The resistance of copper-gold alloys of composition 25, 37.5, 50, 62.5, and 75 atomic percent gold has been measured as a function of temperature from room temperature to 2°K in states slowly cooled and rapidly quenched from above the ordering temperatures. The room temperature resistivities agree with those previously obtained by Johanssen and Linde. The residual resistances are high in both the quenched and slowly-cooled states, but the ratio of residual resistance to the ice point resistance was found to be appreciably lower in the slowly-cooled states for the 25 and 50 atomic percent gold composition. The other compositions showed no such difference in the residual resistance ratio for the quenched and annealed states.
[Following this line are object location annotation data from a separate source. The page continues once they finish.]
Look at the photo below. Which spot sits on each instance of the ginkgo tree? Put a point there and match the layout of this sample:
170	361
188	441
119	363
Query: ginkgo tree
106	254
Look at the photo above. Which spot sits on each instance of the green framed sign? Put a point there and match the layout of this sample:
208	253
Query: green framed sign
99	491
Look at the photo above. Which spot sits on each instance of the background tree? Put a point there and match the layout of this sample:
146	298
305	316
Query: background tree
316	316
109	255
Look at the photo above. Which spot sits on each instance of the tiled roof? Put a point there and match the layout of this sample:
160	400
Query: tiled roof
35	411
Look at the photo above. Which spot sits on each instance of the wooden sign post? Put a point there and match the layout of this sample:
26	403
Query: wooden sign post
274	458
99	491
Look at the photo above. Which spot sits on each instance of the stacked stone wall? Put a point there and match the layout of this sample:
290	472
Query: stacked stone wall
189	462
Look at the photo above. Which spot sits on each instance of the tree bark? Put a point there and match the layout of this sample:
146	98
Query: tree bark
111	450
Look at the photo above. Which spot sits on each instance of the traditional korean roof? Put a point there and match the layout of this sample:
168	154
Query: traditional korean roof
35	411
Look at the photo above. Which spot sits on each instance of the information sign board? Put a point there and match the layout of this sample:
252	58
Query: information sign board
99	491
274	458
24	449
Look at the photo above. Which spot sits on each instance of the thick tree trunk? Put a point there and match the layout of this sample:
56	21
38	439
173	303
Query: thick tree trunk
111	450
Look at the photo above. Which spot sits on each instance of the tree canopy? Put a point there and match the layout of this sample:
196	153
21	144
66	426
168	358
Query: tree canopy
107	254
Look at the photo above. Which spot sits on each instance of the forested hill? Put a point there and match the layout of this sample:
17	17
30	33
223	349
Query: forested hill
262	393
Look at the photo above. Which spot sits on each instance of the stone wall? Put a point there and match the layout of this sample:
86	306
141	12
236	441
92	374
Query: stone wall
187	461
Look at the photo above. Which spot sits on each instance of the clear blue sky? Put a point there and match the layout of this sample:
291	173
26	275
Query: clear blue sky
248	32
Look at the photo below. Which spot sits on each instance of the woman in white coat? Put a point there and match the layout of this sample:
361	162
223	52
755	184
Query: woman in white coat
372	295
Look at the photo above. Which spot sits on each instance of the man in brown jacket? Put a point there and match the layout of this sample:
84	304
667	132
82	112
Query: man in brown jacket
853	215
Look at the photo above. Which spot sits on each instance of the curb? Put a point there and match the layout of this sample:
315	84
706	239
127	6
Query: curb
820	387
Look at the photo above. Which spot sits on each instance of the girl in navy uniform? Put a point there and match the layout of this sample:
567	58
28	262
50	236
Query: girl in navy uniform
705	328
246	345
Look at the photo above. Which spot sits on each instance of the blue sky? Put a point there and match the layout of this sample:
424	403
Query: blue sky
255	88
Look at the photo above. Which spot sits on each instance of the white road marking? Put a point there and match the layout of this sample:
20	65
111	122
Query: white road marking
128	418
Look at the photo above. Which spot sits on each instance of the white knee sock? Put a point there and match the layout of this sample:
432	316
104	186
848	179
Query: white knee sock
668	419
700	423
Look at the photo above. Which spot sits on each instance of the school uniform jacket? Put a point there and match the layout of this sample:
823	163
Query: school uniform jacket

Values of Debye temperature calculated by means of the Grüneisen function were found to be strongly temperature dependent, and no appreciable difference was found in the Debye temperatures of the quenched and slowly-cooled states. The Debye temperatures at 75°K were found to obey the equation: $\frac{1}{{{\theta }_{\mathrm{AB}}}^3}=\frac{x}{{{\theta }_A}^3}+\frac{\mathrm{}(1-x)\mathrm{}}{{{\theta }_B}^3}$. Hysteresis anomalies of the order of 1 percent were found in the neighborhood of 225°K.